Question

Counting Raw Reads with DiffBind

0

Entering edit mode

jess.schust • 0

@jessschust-9100

Last seen 8.5 years ago

United States

Hello,

I am trying to use diffbind on paired end read data. I have done the following to get our proper peaks of interest ( we have technical replicates:

myDBA=dba(sampleSheet="All_samplesheet.csv", attributes=c(DBA_ID,DBA_CONDITION,DBA_REPLICATE))

myDBA=dba.peakset(myDBA, consensus=-DBA_REPLICATE, minOverlap=3)

I then used Rory's instructions to extract the raw read counts (this is what I need for our next step):

myDBA <- dba.count(myDBA, peaks=NULL, score=DBA_SCORE_READS)

counts <- dba.peakset(myDBA, bRetrieve=TRUE)

However, when I look at the bam files (using IGV) there appear to be way more reads than are reported in the count matrix. How exactly are the reads counted? I have been using your raw read matrix to move forward in my analysis and I am concerned that I am using at the wrong counts.

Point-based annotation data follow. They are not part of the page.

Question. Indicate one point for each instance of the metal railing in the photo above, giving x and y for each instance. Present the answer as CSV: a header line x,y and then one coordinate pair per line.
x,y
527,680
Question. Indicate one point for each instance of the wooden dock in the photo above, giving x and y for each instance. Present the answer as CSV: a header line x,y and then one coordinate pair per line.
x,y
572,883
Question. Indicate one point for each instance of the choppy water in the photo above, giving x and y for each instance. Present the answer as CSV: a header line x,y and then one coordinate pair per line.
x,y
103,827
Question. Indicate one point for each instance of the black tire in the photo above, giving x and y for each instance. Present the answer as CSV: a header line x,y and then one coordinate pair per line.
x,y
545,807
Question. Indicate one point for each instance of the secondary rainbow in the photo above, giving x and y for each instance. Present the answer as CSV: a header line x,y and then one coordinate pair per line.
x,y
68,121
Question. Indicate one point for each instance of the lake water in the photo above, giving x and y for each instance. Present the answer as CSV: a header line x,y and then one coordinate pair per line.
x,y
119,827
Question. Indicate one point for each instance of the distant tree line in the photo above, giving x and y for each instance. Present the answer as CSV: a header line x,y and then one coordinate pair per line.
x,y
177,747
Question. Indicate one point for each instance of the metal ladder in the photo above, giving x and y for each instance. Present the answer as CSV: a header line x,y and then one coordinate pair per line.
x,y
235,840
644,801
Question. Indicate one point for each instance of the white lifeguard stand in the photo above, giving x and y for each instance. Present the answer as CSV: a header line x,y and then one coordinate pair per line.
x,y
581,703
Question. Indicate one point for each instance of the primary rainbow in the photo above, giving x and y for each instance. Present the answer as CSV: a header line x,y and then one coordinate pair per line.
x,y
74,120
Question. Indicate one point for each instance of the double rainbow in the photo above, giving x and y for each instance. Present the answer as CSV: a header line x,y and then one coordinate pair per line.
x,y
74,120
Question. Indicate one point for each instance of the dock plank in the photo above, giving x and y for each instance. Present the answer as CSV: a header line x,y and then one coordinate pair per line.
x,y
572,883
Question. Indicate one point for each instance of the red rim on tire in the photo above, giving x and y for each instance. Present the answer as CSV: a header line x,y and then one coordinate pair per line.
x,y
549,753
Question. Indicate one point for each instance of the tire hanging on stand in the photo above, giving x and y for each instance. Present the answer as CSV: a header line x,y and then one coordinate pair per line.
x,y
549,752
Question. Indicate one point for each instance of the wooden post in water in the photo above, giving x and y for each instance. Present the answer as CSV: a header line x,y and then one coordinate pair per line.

Any advice would be greatly appreciated.

~Jessica

diffbind • 1.8k views

ADD COMMENT • link updated 8.5 years ago by Gord Brown ▴ 650 • written 8.5 years ago by jess.schust • 0

score 4 · Accepted Answer · 2015-11-04

Hi, Jessica,

Sorry for the slow response. Rory passed along the issue (and your data) to me. As far as I can tell the answer is that DiffBind by default removes reads that have a mapping quality below 15. Particularly near centromeres and telomeres, quite a few reads tend to fall into this category. We usually remove them prior to analysis, since we aren't confident that they're correctly mapped.

If you re-count with:

myDBA <- dba.count(myDBA, score=DBA_SCORE_READS, mapQCth=0, bRemoveDuplicates=FALSE)

you should get everything. Let me know if you still don't see the numbers you're expecting. Also, you can try adding the parameter "bUseSummarizedOverlaps=TRUE" which uses a slightly different counting algorithm.

Cheers,

- Gord